Comme nous tous, je pense à nos aînés. Lors de la première vague, 29 933 personnes sont décédées des suites du covid-19 et, sur ce total, 14 081 d’entre elles, soit près de la moitié, étaient des résidents et résidentes d’établissements d’hébergement pour personnes âgées. La deuxième vague n’a pas fondamentalement dérogé à cette situation.
Ce drame sanitaire s’est doublé d’une détresse sociale et psychologique au sein des établissements, en raison de la dégradation des conditions de vie des personnes âgées. Les mesures de confinement ont renforcé leur sentiment d’isolement et limité leurs contacts sociaux. Les efforts de soutien à l’autonomie ont été affectés, et l’interdiction des visites des familles, si importantes pour ces personnes, a constitué une épreuve supplémentaire, ce dont les députés de la commission des affaires sociales se sont alarmés très tôt.
Le présent débat nous donne l’occasion de comprendre la situation pour mieux faire face à la crise actuelle et préparer l’avenir. Les travaux issus de la commission d’enquête sur l’impact du covid-19, rendus en décembre 2020, nous fournissent un éclairage saisissant sur l’impact de la crise sanitaire dans les EHPAD. On y apprend que les établissements n’ont pas été équipés en masques avant la fin mars, que les tests y ont été déployés au compte-gouttes, que la prise en charge des personnes contaminées a été tardive en raison d’une absence de médicalisation de ces structures et par manque de matériel, qu’il manquait des lits de réanimation pour les patients âgés, et que le plan bleu, c’est-à-dire l’outil de gestion de crise, n’a été engagé que dix jours avant la date de début du premier confinement.
Les mesures de restriction et d’isolement ont soulevé des questions éthiques importantes en raison de leur impact social sur les résidents, et nous savons à quel point la relation fait partie du soin et de l’accompagnement nécessaire à la vie quotidienne. Tous ces constats doivent nous interpeller, ils traduisent la situation d’autant plus délicate dans laquelle ont été placés les personnels et les gestionnaires de ces structures, que je veux saluer pour leur travail si précieux.

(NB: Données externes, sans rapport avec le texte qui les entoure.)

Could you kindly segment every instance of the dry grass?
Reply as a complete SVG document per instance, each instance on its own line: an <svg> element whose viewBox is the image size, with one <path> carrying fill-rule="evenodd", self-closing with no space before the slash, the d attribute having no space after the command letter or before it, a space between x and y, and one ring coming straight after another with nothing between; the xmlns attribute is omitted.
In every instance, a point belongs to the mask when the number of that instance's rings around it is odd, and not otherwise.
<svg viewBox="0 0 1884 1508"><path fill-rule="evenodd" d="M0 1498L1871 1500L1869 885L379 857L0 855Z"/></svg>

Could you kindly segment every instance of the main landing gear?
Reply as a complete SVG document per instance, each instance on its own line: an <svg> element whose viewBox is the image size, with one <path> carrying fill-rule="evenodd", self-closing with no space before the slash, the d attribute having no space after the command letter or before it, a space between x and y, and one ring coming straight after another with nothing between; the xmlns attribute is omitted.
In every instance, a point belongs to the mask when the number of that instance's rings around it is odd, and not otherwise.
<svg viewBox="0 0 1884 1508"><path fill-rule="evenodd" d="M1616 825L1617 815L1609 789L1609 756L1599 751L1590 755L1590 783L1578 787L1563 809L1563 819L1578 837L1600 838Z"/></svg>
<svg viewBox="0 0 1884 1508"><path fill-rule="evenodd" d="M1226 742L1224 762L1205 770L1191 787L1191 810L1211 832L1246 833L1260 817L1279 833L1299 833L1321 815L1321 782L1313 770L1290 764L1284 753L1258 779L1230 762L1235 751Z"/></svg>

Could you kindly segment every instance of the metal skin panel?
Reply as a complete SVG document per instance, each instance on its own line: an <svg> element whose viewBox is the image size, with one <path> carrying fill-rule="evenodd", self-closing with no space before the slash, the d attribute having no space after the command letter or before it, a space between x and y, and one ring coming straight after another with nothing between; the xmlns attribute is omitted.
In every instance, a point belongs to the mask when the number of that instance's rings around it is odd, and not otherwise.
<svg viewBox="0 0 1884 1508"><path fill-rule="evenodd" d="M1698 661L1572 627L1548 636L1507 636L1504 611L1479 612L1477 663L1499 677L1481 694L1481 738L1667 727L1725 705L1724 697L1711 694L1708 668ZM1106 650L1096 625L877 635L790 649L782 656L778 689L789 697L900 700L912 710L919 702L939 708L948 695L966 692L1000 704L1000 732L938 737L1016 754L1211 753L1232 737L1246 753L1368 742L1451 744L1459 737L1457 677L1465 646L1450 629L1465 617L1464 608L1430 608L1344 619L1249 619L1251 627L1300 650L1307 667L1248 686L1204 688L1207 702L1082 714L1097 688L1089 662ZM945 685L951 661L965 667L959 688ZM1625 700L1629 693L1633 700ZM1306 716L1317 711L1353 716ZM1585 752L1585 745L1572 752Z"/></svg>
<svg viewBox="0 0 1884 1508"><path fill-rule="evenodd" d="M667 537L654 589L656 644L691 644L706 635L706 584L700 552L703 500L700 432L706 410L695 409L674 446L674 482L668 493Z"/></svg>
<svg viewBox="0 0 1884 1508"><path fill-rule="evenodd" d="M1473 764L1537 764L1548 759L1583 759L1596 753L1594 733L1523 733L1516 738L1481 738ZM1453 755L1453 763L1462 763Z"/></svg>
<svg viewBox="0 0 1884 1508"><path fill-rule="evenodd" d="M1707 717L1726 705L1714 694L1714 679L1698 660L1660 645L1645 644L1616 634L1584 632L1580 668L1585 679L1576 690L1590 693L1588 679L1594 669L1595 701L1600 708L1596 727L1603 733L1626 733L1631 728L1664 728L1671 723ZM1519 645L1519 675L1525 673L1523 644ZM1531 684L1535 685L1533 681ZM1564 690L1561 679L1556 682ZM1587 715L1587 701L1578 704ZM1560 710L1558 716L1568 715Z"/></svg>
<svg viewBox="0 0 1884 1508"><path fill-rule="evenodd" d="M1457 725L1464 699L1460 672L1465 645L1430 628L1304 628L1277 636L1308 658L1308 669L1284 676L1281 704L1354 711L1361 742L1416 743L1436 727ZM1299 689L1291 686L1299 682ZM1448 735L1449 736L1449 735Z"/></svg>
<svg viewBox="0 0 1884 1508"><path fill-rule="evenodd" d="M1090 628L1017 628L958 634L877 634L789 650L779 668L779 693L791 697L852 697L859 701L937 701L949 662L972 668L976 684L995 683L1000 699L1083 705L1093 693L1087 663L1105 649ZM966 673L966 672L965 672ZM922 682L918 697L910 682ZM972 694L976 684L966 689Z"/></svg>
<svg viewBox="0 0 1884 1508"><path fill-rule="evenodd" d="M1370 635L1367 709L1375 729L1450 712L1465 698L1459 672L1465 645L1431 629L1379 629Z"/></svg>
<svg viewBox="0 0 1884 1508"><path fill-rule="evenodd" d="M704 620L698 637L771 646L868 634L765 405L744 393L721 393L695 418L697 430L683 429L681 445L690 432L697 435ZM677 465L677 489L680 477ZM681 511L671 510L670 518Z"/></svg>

Ils exigent des actions publiques urgentes afin que chaque poussée épidémique ne se traduise plus par une tragédie sanitaire et une souffrance sociale dans les EHPAD et afin de promouvoir d’autres façons de vivre les situations de ce type.
Des moyens sont nécessaires pour embaucher massivement du personnel et atteindre ainsi un taux d’encadrement décent, acheter le matériel nécessaire et améliorer les conditions de travail. Il est temps de reconnaître l’utilité sociale des métiers du soin et de l’aide à domicile en révisant les grilles salariales bloquées depuis des années autour du SMIC, ce qui constitue une condition essentielle à l’attractivité de ces métiers. Il est nécessaire d’avancer sur la question de la médicalisation des EHPAD en renforçant la présence de médecins coordonnateurs. En un mot, il faut sortir des logiques structurelles qui mettent l’ensemble des personnels en difficulté au quotidien, et donc financer un grand plan de formation et de recrutement.
Au-delà, on ne peut plus s’exonérer de changements profonds face à un modèle de prise en charge de la perte d’autonomie à bout de souffle. Des réflexions doivent être menées pour faire évoluer le modèle des EHPAD avec comme priorité le « prendre soin ». Nous avons besoin d’une nouvelle ambition face au défi du vieillissement, pour lequel la création d’une branche à part n’apporte pas de garanties, en tout cas pour l’instant. Nous devons assurer une meilleure protection sociale et développer un puissant service public de l’autonomie, ce qui suppose de mettre un coup d’arrêt à l’austérité et d’en finir avec les logiques de privatisation et de marchandisation du soin et de l’accompagnement. (Applaudissements sur les bancs des groupes GDR, SOC et LT.)